I agree with you about the need for common ownership, but I tend to think in terms of syndicalism these days more than state ownership. At least with syndicalism the workers do actually own and control the industries they work in, rather than a state that is subject to the whims of whichever political party is in power, and who, crucially is in control of the police and the army who they won't hesitate to use if the workers step out of line.

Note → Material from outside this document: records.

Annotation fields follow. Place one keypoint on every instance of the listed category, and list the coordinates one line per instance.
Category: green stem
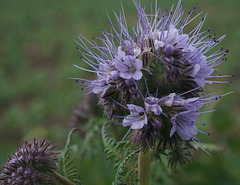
(144, 168)
(61, 179)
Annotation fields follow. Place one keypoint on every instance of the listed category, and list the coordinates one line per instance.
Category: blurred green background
(37, 50)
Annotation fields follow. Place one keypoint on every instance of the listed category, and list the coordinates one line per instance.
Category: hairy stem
(61, 179)
(144, 168)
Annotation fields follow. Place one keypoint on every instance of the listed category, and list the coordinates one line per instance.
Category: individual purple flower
(183, 124)
(183, 114)
(152, 105)
(137, 118)
(129, 67)
(32, 163)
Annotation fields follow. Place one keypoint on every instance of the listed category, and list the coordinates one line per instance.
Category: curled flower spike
(32, 163)
(158, 73)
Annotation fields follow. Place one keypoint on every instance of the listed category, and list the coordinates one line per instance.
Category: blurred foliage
(37, 50)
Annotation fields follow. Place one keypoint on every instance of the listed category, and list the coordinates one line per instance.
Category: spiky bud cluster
(31, 164)
(152, 80)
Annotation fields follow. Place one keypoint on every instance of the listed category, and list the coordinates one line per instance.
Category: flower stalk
(62, 179)
(144, 168)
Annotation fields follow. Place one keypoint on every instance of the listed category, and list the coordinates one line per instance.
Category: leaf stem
(62, 179)
(144, 168)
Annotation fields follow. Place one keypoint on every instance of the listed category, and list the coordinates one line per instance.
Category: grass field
(37, 50)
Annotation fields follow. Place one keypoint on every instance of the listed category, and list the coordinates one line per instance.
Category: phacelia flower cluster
(153, 77)
(31, 164)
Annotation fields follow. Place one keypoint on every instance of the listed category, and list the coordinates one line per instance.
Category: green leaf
(122, 153)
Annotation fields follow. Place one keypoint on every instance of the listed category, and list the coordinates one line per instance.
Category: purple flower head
(158, 54)
(31, 164)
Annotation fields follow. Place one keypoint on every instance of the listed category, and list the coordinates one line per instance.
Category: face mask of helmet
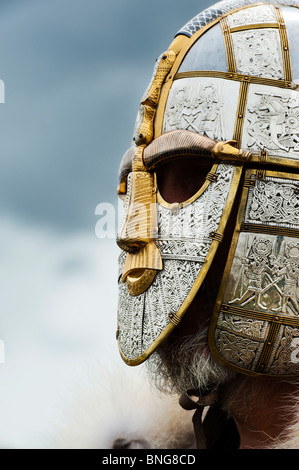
(224, 96)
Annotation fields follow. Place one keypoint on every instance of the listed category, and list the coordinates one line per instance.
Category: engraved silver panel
(183, 239)
(272, 121)
(253, 15)
(203, 105)
(260, 304)
(208, 53)
(291, 19)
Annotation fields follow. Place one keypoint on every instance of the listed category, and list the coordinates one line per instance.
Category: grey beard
(186, 365)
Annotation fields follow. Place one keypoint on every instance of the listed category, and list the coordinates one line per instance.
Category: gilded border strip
(243, 93)
(258, 315)
(268, 347)
(230, 56)
(285, 49)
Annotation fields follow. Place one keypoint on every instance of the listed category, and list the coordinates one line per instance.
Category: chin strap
(215, 430)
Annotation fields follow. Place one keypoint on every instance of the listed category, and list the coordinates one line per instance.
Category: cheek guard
(224, 93)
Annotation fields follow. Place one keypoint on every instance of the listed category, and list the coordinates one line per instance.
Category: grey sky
(74, 71)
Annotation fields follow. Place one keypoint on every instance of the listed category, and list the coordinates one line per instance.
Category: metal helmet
(225, 92)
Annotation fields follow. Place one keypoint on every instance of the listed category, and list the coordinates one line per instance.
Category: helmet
(225, 94)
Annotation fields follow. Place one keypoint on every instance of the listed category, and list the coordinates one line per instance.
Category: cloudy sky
(74, 71)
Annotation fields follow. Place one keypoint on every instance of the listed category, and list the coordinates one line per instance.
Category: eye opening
(183, 179)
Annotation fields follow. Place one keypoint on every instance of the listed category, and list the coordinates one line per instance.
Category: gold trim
(206, 265)
(219, 307)
(238, 131)
(268, 346)
(285, 48)
(238, 77)
(229, 48)
(186, 46)
(256, 315)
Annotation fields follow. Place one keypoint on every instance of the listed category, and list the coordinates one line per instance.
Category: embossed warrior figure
(208, 269)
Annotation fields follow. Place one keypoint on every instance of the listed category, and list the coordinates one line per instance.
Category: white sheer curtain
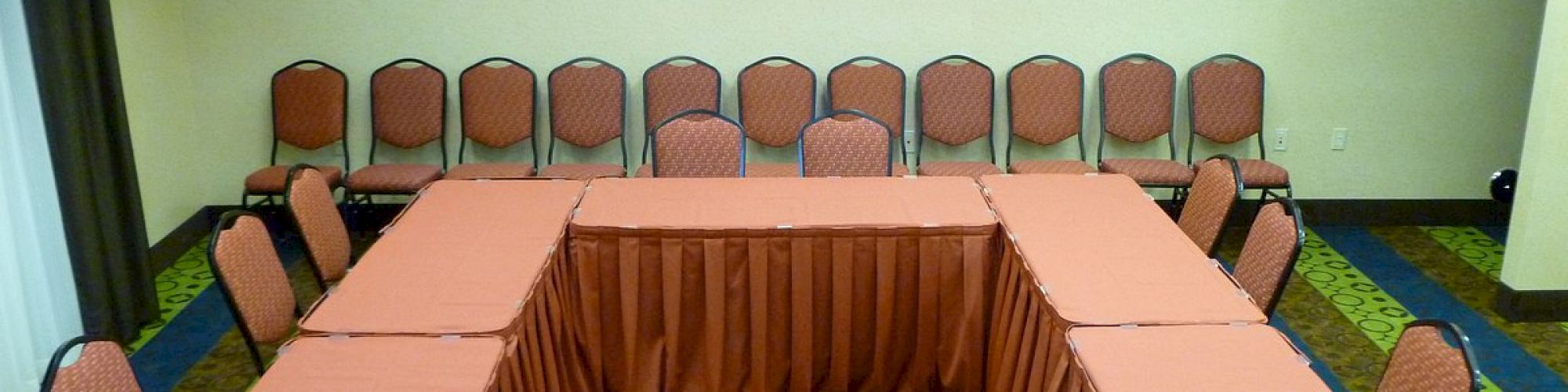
(38, 300)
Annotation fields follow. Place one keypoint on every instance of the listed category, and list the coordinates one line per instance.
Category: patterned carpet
(1352, 292)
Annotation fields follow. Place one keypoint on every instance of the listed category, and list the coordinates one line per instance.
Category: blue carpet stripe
(1503, 360)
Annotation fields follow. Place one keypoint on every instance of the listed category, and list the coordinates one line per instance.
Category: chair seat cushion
(959, 169)
(470, 172)
(1051, 167)
(1263, 175)
(583, 172)
(272, 180)
(393, 178)
(1150, 173)
(772, 170)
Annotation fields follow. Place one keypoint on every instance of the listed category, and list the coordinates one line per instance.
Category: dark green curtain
(90, 143)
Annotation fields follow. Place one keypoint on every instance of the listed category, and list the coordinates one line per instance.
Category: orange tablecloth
(1191, 358)
(724, 285)
(387, 365)
(474, 258)
(1091, 250)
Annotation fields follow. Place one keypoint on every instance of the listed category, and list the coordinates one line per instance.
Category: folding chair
(310, 101)
(587, 111)
(1431, 357)
(1045, 106)
(846, 143)
(498, 106)
(677, 85)
(1225, 98)
(253, 283)
(954, 100)
(700, 143)
(777, 98)
(101, 368)
(1271, 252)
(1214, 192)
(874, 87)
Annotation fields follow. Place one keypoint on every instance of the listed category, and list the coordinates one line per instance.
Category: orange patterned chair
(874, 87)
(310, 203)
(1431, 357)
(1271, 253)
(1227, 106)
(1045, 106)
(1136, 106)
(777, 98)
(587, 111)
(700, 143)
(408, 111)
(498, 106)
(310, 112)
(1214, 192)
(101, 368)
(954, 101)
(846, 143)
(253, 281)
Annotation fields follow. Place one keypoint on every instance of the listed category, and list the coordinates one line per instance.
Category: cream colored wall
(1537, 255)
(1436, 93)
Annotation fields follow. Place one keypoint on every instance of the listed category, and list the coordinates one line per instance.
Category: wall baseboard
(1533, 307)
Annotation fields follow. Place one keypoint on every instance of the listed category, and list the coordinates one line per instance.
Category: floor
(1352, 292)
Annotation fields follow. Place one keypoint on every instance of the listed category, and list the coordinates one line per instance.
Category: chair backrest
(954, 100)
(1138, 98)
(1216, 187)
(1225, 100)
(700, 143)
(777, 98)
(677, 85)
(1431, 357)
(408, 104)
(1045, 98)
(871, 85)
(1271, 253)
(252, 278)
(846, 143)
(587, 103)
(310, 201)
(101, 368)
(498, 103)
(310, 104)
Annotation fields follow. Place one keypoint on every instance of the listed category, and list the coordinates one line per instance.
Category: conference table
(470, 258)
(1092, 252)
(768, 285)
(391, 363)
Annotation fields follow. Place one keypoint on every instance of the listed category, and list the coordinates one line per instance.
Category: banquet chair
(700, 143)
(777, 98)
(954, 100)
(874, 87)
(1214, 192)
(321, 225)
(310, 101)
(677, 85)
(1225, 104)
(587, 111)
(101, 368)
(1431, 357)
(253, 283)
(1136, 106)
(846, 143)
(1271, 252)
(498, 106)
(408, 111)
(1045, 106)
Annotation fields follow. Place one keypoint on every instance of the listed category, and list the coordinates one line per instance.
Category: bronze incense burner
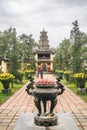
(45, 91)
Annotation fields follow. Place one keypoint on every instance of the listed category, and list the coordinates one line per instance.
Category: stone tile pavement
(21, 102)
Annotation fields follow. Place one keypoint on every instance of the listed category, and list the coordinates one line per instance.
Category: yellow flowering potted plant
(81, 79)
(67, 75)
(6, 79)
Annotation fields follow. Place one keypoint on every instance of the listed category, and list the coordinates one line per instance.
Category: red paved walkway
(21, 102)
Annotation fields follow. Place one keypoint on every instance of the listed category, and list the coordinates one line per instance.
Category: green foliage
(67, 75)
(29, 72)
(4, 97)
(59, 73)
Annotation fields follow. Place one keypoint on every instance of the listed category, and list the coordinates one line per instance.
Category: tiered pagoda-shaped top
(43, 42)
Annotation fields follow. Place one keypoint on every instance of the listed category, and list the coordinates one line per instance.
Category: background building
(44, 55)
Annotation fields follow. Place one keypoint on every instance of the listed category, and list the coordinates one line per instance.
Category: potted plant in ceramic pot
(81, 79)
(6, 79)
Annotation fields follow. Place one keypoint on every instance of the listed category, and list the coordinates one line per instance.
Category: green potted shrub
(81, 79)
(6, 79)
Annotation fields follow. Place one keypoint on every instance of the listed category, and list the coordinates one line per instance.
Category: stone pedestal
(46, 120)
(65, 122)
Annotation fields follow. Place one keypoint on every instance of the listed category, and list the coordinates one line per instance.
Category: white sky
(55, 16)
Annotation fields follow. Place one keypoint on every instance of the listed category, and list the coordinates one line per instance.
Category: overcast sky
(55, 16)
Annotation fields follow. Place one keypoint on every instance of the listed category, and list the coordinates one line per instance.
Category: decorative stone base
(6, 90)
(46, 120)
(65, 122)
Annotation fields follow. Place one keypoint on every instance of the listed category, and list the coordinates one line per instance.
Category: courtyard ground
(21, 102)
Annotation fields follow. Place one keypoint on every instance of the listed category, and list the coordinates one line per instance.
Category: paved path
(21, 102)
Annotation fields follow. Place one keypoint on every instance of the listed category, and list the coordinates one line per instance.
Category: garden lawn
(73, 87)
(4, 97)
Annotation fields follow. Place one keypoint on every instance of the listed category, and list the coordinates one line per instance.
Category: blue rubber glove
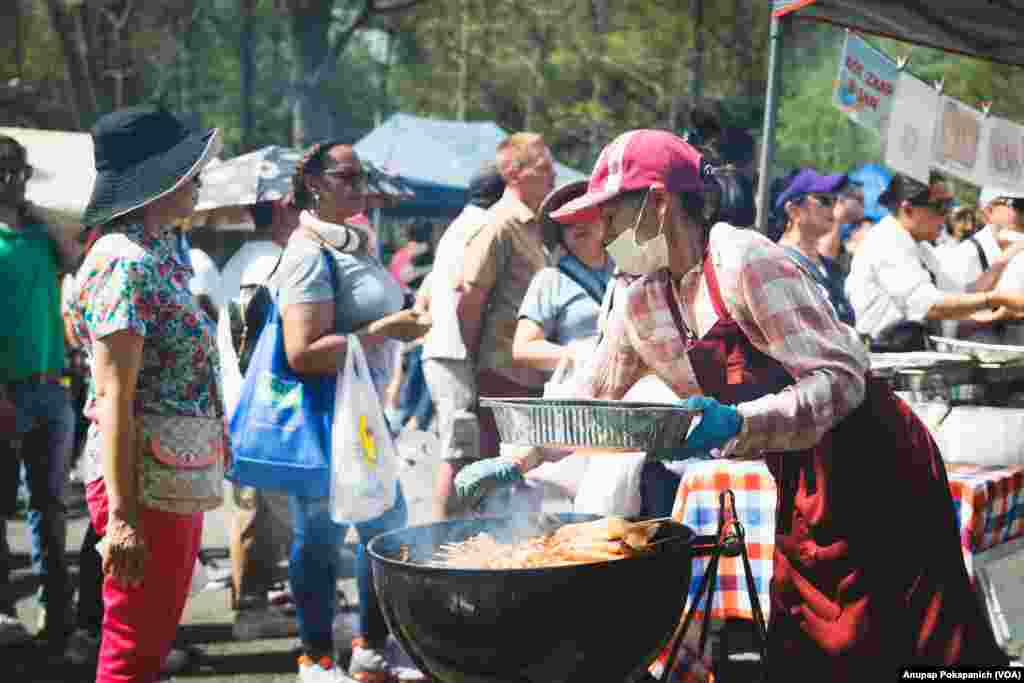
(718, 424)
(483, 477)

For the past couple of years I've been involved in the Cymru branch of the IWW. (industrial Workers of the World)

http://walesiww.org.uk/

We now have 60 members (out of just over 1000 members UK-wide) in good standing right across Wales, but we are mainly active in the Cardiff area at the moment, but with promising signs that we could become active in the Wrecsam and Swansea areas soon.

We are finding that increasingly workers in precarious employment situations are turning to us. At the moment it's still more of a steady trickle than a flood, but that will probably change now that Cameron & Crew are now back in Downing Street, (though only perhaps a little worse than New Labour Mk 2 would have been) and increasingly workers realise that mainstream unions are part of the problem, and that it is industrial unions like the IWW and SolFed (IWA) that can reflect workers's interests, because they are run directly by workers - neither has a paid bureaucracy. I don't know too much about the IWA, but they are more avowedly syndicalist and overtly political, wheras the IWW isn't avowedly syndicalist, (though IWW policies read like syndicalism!) and it's got a strict leave-your-politics-and-your-religion-at-the-door policy in order to support it being 'The Union for All Workers'. However, in practice the small print excludes those who would undermine any worker's rights, so racists and fascists would immediately be excluded. Only those who can hire and fire are directly excluded, but I think it would be almost impossible for prison guards, or G4S goons to join, as they are used to repress workers.

Long story short, though we are relatively new on the scene in Wales, (the branch received it's Charter in November 2013, but had been effectively a branch since late 2012), we are always on the look out for opportunities to expand, Though it's primarily concerned with workers rights in the workplace, the union's aim to 'abolish the wages system' indicates a wider social ambition. At the moment we are active in trying to expose Workfare exploiters, and have recently set up a Claimant's Union where we aim to help anyone with their issues with the Jobcentre and the DWP in general, accompanying people to interviews and providing advice that can be used to prevent benefits being unlawfully sanctioned.

Would there be scope for IWW activity in Merthyr? Initially there would be support from us here in Cardiff and the Wales Regional Organiser, but eventually any branch would be expected to be automnous, provided of course it operated within the values of the IWW.